At the 2026 Annual General Meeting of Shareholders taking place on April 24, Vietnam Maritime Commercial Joint Stock Bank (MSB) approved the 2026 business plan and plan to increase charter capital. Accordingly, MSB expects total assets to reach 460,000 billion VND, an increase of 13% compared to 2025. Capital mobilized in market I and capital mobilization bonds reached 280,000 billion VND, an increase of 24% compared to the previous year. Total outstanding credit balance is expected by the bank to increase by 18%, to 244,000 billion VND. The bad debt ratio is maintained at below 3% according to regulations.

 

Shareholders attending the MSB Annual General Meeting of Shareholders in 2026. Photo: MSB

In addition, MSB shareholders have agreed to increase charter capital to 37,440 billion VND through the issuance of shares at a rate of 20% from equity capital, equivalent to 624 million shares, with no transfer restrictions. The implementation plan is expected to be implemented in 2026, depending on market conditions.

 

Mr. Nguyen Hoang Linh, General Director of MSB shares about MSB’s business plan for 2026. Photo: MSB

Along with strengthening its financial capacity, the bank submitted a plan to contribute capital and buy shares in a fund management company to convert this unit into a subsidiary, thereby expanding its capacity to provide investment and asset management products. At the same time, MSB plans to transform TNEX Finance Company Limited from a specialized model to a general financial company, aiming to diversify products and improve business efficiency.
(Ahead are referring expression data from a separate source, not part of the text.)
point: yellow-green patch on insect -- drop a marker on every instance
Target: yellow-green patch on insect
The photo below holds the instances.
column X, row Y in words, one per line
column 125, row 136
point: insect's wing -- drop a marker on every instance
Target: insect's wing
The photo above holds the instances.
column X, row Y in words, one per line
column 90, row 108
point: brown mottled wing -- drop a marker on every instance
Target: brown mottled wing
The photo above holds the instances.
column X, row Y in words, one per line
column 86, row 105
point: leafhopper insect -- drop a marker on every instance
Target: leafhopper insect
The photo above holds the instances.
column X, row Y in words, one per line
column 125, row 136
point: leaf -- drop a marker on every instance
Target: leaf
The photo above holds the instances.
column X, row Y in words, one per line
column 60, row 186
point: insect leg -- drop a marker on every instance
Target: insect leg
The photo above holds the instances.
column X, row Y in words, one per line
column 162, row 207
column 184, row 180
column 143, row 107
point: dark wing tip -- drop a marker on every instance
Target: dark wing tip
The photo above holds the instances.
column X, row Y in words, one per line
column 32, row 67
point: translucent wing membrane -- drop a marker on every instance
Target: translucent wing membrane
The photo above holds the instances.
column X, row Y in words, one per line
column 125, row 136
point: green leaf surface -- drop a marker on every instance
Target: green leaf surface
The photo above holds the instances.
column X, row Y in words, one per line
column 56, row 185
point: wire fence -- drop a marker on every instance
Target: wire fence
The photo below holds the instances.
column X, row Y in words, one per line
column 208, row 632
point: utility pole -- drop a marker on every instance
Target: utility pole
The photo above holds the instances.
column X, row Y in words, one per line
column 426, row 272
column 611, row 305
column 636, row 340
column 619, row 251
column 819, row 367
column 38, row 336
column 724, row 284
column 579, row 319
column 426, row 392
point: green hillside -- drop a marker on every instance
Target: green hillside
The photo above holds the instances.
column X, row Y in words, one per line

In 2025, TNEX records positive growth with total assets reaching VND 7,017 billion, an increase of 84% compared to the previous year; Outstanding credit balance reached VND 3,805 billion, an increase of 114%; Revenue reached 699 billion VND, an increase of 95%. After conversion, this company is expected to continue to maintain growth momentum, with the following goals: total assets increasing by 20%, credit balance expected to increase over 100%, revenue expected to increase nearly 200% and profit before tax expected to increase over 700%.

At the congress, the Board of Directors announced MSB’s first quarter 2026 business results. The bank’s consolidated pre-tax profit reached nearly 1,890 billion VND, up 16% over the same period, completing nearly 24% of the year’s plan. Total assets reached nearly 413,000 billion VND. Efficiency indicators remained stable with ROA 1.55%, ROE 14.14% and NIM 3.23%.

The bank continues to control costs with the CIR ratio reduced to 34.51%. The CASA ratio reached 26.5%, while safety indicators were maintained under control with bad debt at 1.88%, LDR 62.91% and the ratio of using short-term capital for medium and long-term loans at 25.76%.

 

The Presidium presides over this year’s MSB Annual General Meeting of Shareholders. Image: MSB

It is expected that in the first half of 2026, MSB will complete and issue an ESG strategy with a 5-year roadmap. The bank plans to deploy ESG initiatives throughout the system, while integrating the three pillars of Environment, Society and Governance into its business strategy and specific measurement index system.

Goals and KPIs will be allocated to each unit, ensuring compliance with the digital transformation roadmap and green growth orientation. The bank’s representative said that this orientation aims to improve management capacity, gradually integrating ESG into organizational culture, towards the goal of Net Zero and long-term sustainable value for shareholders, customers and the community.

The bank’s leadership also emphasized that the orientations and plans approved at the General Meeting of Shareholders will be an important basis for MSB to continue to realize the goals of 2026 and maintain growth momentum in the coming time.